Research & Papers

Irminsul: MLA-Native Position-Independent Caching for Agentic LLM Serving

New system recovers 83% of prompt tokens on agentic traffic, slashing TTFT spikes.

Deep Dive

Irminsul targets a critical performance problem in agentic LLM serving: when agents reuse tokens across turns, standard prefix caches fail because the same tokens appear at different positions. This can cause TTFT spikes of 10-16 seconds even on unchanged content. Prior position-independent caching required correcting RoPE on the full key dimension, an expensive workaround for GQA models. Irminsul instead exploits the natural structure of Multi-Head Latent Attention (MLA, used in DeepSeek-V2/V3/R1, Kimi-K2/Moonlight, GLM-5, and Mistral Large 3), where each KV row separates into a position-free latent c_KV and a 64-dim rotation-correctable k_r. This allows content-addressed caching to replace prefix matching as a first-class primitive.

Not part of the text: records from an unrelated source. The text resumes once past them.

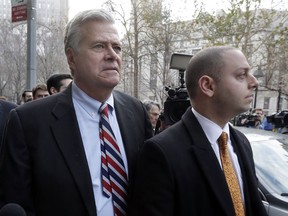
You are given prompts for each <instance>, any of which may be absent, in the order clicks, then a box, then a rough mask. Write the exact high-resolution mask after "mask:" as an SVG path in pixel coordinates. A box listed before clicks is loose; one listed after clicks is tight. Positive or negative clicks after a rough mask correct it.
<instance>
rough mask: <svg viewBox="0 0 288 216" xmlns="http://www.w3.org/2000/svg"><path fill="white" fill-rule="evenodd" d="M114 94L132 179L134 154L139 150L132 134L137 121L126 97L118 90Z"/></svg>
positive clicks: (129, 171) (128, 169)
mask: <svg viewBox="0 0 288 216" xmlns="http://www.w3.org/2000/svg"><path fill="white" fill-rule="evenodd" d="M113 95H114V103H115V111H116V115H117V121H118V124H119V128H120V132H121V136H122V140H123V145H124V148H125V152H126V157H127V161H128V172H129V173H128V174H129V179H131V177H132V173H133V170H134V160H133V155H136V154H137V152H138V145H136V144H135V142H134V141H133V136H131V134H133V128H134V127H135V126H134V125H135V123H136V122H135V118H134V114H133V112H132V110H130V109H129V108H128V107H127V104H125V101H124V98H123V97H120V96H119V94H118V93H117V92H114V93H113Z"/></svg>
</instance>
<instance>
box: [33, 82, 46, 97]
mask: <svg viewBox="0 0 288 216" xmlns="http://www.w3.org/2000/svg"><path fill="white" fill-rule="evenodd" d="M39 89H41V90H43V91H47V86H46V84H38V85H36V86H35V87H34V88H33V89H32V95H33V98H35V95H36V92H37V91H38V90H39Z"/></svg>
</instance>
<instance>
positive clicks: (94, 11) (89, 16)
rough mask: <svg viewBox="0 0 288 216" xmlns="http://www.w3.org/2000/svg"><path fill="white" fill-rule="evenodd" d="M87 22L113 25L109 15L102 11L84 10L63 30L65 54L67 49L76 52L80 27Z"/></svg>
mask: <svg viewBox="0 0 288 216" xmlns="http://www.w3.org/2000/svg"><path fill="white" fill-rule="evenodd" d="M89 21H100V22H108V23H112V24H114V23H115V20H114V18H113V17H112V16H111V14H110V13H109V12H107V11H105V10H102V9H94V10H86V11H82V12H80V13H78V14H77V15H76V16H75V17H74V18H73V19H71V20H70V21H69V22H68V24H67V26H66V29H65V36H64V46H65V53H66V52H67V49H68V48H72V49H73V50H74V51H76V52H77V51H78V46H79V43H80V39H81V31H80V27H81V26H82V25H83V24H85V23H87V22H89Z"/></svg>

Evaluated on three real MLA-MoE deployments (DeepSeek-V2-Lite, Kimi Moonlight-16B-A3B, and JoyAI-Flash), Irminsul recovers up to ~83% of prompt tokens above exact-prefix on agentic traffic while ensuring output consistency. It also delivers 63% prefill energy savings per cache hit. The system extends SGLang's radix cache with content-hash keying over CDC-chunked segments and a δ-rotation rule for k_r. These results argue that content-addressed caching should be a native serving primitive, not a retrofit over prefix matching, making agentic AI workloads faster and more cost-effective.

Key Points
  • Recovers up to ~83% of prompt tokens on agentic traffic above exact-prefix caching.
  • Delivers 63% prefill energy savings per cache hit on MLA models like DeepSeek-V2/V3.
  • Uses content-hash keying over CDC-chunked segments and δ-rotation rule for position-free caching.

Why It Matters

Fixes a major bottleneck for agentic AI workflows, enabling faster and cheaper LLM serving at scale.